Developed in two phases, the first project was a second floor extension over the existing outrigger to create a study for the homeowner’s burgeoning online fashion business.  The second more substantial scheme involved ground floor refurbishment and the construction of a full size 110m² basement which was excavated, built and fitted out via the front garden without disturbing the existing ground floor.  The brief for the basement works was a master en-suite bedroom with large separate dressing room and 35m² of entertainment space.  We were asked to create the master suite akin to a boutique hotel room with air conditioning and integrated AV system throughout.

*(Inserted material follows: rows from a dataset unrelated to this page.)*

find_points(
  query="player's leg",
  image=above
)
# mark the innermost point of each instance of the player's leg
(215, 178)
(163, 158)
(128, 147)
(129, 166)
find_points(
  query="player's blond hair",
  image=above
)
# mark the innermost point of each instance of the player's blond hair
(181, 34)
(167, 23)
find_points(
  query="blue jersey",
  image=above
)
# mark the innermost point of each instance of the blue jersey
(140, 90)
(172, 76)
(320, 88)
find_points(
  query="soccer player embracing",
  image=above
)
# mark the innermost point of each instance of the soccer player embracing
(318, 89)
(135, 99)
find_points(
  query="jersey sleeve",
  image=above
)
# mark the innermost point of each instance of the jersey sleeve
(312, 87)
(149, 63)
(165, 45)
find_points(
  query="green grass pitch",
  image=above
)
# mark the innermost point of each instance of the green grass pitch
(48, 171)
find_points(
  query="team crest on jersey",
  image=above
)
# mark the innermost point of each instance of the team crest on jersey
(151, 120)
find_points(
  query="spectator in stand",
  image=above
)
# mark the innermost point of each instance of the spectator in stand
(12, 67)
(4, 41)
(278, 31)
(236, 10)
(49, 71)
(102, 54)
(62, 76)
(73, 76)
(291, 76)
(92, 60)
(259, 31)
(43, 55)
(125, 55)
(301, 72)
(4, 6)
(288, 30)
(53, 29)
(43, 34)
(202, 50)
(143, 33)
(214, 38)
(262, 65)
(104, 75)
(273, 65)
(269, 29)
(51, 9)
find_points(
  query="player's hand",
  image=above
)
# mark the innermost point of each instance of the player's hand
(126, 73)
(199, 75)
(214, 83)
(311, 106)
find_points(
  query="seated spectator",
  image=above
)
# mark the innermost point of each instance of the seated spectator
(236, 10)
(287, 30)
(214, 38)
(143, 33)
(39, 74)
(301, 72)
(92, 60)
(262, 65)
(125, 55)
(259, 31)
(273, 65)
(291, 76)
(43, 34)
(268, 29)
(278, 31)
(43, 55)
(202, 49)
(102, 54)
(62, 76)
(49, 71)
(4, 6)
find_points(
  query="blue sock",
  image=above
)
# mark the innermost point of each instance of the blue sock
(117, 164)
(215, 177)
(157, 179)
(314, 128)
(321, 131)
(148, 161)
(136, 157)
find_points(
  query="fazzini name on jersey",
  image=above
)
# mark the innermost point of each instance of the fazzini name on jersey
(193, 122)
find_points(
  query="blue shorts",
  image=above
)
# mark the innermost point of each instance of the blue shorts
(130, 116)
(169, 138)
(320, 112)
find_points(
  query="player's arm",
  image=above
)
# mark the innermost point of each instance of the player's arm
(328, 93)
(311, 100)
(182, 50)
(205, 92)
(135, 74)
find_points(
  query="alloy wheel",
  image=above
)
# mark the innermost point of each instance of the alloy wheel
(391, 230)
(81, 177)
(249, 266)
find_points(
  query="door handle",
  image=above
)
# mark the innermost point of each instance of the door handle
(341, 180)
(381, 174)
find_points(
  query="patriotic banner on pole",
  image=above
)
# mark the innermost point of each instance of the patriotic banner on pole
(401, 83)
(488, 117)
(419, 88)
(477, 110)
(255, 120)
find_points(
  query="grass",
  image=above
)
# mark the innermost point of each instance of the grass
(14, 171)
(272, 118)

Our design initially focussed on circulation and provided an alternative to the norm of continuing the existing stairwell to basement, which results in long corridors and/or extensive fire protection measures.  Instead we created a stair perpendicular to the existing ground floor corridor, that splits at a landing just above basement level, turning in one direction to the master bedroom suite, and to the other toward the entertainment space.  This landing affords the master suite an element of privacy without having to keep doors closed.  By locating the stair in this position, we were also able to effectively create a basement on two levels which mirrored the ground floor and kept excavation costs to a minimum.  The layout of the master suite focussed on a central wall which acts as the headboard to the bed on one side and the vanity wall to double basins on the other.  There is open circulation around this wall, between bedroom and bathroom, but full height pocket doors can be slid shut for privacy.  The toilet is located within it’s own sandblasted glass cubicle.  The entertainment room has been designed as a large open space able to be used and adapted in a number of ways.  Key to the success of this space is natural light, which was achieved by a combination of an external walk-on skylight to the rear garden, and internal walk-on skylight to the dining room above, which itself sits under a row of single storey roof windows.  The result is an L-shape of natural light which cuts the ceiling from its walls, giving the impression that the ceiling is floating and perception of addition height to this space.